164. 青い鳥は幸せより毒を運ぶ

「リリスっ、プリンをペッして」


「吐いてください、リリス様」


「やだ」


 理由を説明する暇はないので、ルシファーは怒られるのを承知でリリスを膝の上に乗せた。じたばた暴れるリリスを俯せにすると、待っていたアデーレが吐かせようと指を突っ込む。原始的な方法だが、一番確実だった。


 吐いた後に解毒すればいい。そう考えたルシファーの行動は、リリスには理解できなかった。美味しいお菓子を作ったのに、突然怒り出したパパにひっくり返され、アデーレまで意地悪する。


「うわぁああああっ、げほっ、けふぅ……うぎゃあ」


 大泣きする声に、中庭を手入れしていたエルフ達が遠巻きにしながらも集まっていた。ドワーフも動きを止めてしまい、ガーゴイル達は心配そうに見つめる。


「リリス様、吐いてください! お願いですから!!」


「わ、我が君……姫?」


 おろおろするヤンが籠を踏み潰す。直前に脱出していたヒナが「ピーピー」鳴きながら騒ぎに火を注いだ。騒がしい彼らの様子に、ベールとルキフェルが慌てて部屋を飛び出した。

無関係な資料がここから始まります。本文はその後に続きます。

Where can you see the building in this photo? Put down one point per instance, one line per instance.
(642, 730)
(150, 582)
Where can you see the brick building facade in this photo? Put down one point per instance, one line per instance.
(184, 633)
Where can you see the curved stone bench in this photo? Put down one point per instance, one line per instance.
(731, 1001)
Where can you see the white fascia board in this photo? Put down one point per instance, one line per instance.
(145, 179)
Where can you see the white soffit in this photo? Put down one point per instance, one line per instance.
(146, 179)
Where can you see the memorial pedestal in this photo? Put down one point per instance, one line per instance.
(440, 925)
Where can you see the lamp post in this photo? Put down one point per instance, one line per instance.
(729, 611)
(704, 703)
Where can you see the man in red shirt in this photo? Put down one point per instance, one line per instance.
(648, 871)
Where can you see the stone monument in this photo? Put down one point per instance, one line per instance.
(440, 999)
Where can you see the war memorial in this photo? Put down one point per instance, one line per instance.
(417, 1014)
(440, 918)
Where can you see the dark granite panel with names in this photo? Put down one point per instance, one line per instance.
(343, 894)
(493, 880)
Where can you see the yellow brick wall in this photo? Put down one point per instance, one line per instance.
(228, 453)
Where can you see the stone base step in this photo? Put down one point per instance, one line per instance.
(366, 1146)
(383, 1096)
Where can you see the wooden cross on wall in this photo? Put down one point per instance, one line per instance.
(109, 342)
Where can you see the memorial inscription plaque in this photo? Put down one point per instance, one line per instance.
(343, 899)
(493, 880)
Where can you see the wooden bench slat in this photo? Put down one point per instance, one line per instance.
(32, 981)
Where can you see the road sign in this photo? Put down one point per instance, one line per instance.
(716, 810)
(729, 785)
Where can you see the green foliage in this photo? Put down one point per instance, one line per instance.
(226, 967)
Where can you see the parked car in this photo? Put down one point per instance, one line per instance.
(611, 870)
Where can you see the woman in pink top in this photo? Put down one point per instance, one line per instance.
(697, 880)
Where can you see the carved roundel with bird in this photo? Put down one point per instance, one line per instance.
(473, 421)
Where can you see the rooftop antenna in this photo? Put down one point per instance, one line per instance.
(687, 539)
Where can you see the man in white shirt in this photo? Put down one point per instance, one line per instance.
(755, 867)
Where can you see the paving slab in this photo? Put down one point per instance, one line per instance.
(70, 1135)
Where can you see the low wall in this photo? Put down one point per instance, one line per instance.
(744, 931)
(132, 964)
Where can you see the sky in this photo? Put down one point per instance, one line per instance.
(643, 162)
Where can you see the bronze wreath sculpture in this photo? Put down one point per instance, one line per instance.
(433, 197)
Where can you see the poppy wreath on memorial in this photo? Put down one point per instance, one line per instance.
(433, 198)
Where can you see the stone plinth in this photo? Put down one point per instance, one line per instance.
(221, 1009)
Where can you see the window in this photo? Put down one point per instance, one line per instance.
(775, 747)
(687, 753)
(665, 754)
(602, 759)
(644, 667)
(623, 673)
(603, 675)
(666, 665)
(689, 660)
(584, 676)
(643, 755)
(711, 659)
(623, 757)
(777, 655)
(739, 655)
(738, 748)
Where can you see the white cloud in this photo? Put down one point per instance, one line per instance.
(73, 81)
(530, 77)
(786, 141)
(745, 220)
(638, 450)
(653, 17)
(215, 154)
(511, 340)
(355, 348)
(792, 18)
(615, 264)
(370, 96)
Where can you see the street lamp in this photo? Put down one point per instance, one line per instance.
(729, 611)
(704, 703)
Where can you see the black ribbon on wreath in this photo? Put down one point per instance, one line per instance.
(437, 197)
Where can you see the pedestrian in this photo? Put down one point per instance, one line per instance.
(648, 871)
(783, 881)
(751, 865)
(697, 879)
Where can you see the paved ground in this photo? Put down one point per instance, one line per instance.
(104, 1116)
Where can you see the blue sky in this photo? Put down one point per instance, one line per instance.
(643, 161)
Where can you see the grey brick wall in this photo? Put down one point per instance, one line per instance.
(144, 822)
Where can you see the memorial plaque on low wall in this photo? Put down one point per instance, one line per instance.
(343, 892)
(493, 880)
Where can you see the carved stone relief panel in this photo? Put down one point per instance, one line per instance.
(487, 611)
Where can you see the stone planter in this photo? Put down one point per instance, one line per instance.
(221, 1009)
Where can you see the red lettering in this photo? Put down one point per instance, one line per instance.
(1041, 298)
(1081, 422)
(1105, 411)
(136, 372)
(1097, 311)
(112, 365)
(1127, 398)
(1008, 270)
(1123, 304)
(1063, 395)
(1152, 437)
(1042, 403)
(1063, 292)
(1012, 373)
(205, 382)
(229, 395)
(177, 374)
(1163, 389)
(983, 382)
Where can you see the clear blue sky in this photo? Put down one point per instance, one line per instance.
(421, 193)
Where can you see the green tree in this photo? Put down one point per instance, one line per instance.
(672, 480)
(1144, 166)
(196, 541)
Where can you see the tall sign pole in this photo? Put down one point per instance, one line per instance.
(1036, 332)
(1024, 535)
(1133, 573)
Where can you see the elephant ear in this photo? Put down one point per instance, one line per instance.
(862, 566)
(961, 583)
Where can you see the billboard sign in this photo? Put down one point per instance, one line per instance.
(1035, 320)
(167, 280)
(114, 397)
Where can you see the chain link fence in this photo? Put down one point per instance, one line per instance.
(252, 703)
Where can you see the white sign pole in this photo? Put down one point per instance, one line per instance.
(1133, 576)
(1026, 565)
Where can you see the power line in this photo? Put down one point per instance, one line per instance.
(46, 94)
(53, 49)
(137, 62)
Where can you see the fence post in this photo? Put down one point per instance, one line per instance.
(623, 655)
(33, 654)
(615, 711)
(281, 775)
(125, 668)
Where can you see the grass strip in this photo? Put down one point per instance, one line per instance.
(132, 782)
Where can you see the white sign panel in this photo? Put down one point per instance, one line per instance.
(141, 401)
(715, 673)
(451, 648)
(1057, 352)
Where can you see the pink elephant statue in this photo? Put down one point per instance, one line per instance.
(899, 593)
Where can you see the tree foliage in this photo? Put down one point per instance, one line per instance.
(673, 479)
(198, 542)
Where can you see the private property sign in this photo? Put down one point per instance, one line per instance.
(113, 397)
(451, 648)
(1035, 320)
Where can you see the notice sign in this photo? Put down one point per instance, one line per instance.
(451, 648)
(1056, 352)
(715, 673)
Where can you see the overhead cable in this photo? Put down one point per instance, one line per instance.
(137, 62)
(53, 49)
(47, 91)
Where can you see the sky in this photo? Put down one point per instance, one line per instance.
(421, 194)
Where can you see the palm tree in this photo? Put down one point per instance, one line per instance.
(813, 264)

 リリスの口からプリンの欠片が落ちると、すぐに解毒魔法陣を展開した。複雑な魔法陣が一度に3つも描かれて消える。しかし心配が消えないのか、さらに追加で魔法陣が2つ追加された。


 考えられるすべての毒や状態異常を解除する魔法陣を駆使したルシファーは、まだ顔を汚したままのリリスを抱き締めた。怒って大泣きしながらぽかぽか叩くリリスの拳が力強く、それがただ嬉しい。


 間に合った。


「パパの、ばかぁ!! うぁああああああ!!」


 曇った銀食器を拾ったアデーレが注意深く観察してから、首をかしげる。


「陛下、砒素ではありません」


 無味無臭の毒の代表格である砒素は、銀食器で見分けられてきた。人族の王侯貴族がこぞって銀食器を好むのは、毒殺を警戒してのことだ。知識として知っていても、自らはほとんど状態異常や毒が無効化されるルシファーにとって遠い話だった。


 だがリリスは違う。魔力が近くとも、大きな魔力量を誇ろうと人族と魔族のハーフと見做されるリリスに毒が効かない保証はなかった。そのうえ子供の身体は脆く、少量の毒物でも大人より症状が重篤になるのだ。


 思い出せてよかったと安堵しながら、断定したアデーレを振り返る。まだ泣いているリリスは落ち着きそうになく、そのまま抱いていた。


「我が君、動物性の毒のような……この臭いは覚えがありますぞ」


 アデーレの手にある銀のスプーンをくんくん嗅いだヤンが、その臭いを辿るように鼻をひくつかせる。すっと視線をさ迷わせ、足元をバタバタ羽ばたきながら鳴くヒナに目を落とした。


 ……同じ臭い。


「うああっ、いやあああ!」


 声が枯れそうな勢いで泣き叫ぶリリスを「よしよし」と撫でながら、ルシファーは溜め息をついた。毒物に詳しいのはアスタロトの一族だが、アデーレが特定できないなら珍しいものだろう。吐かせたのは正解だったと叩かれながら胸をなでおろした瞬間、泣きじゃくるリリスが大人しくなってきた。


 目元を何度も擦る仕草から、泣き疲れたのだろう。嘔吐も体力を奪うと聞く。とんとんと背を叩いてあやしながら、リリスが眠りに落ちるよう誘導した。


「間違いありません。鳳凰ほうおうの臭いです」


 言い切ったヤンは、足元で虫をつつきだした青っぽいヒナから目を離さない。なかなか餌をもらえないため、自ら捕食し始めたヒナは青系――だが臭いは鳳凰と同じだった。


「鳳凰?」


 視線を動かさないヤンの仕草から、ルシファーもアデーレもヒナを見つめる。集まっていたエルフやドワーフ、ガーゴイルまで小さな青いヒナに注目した。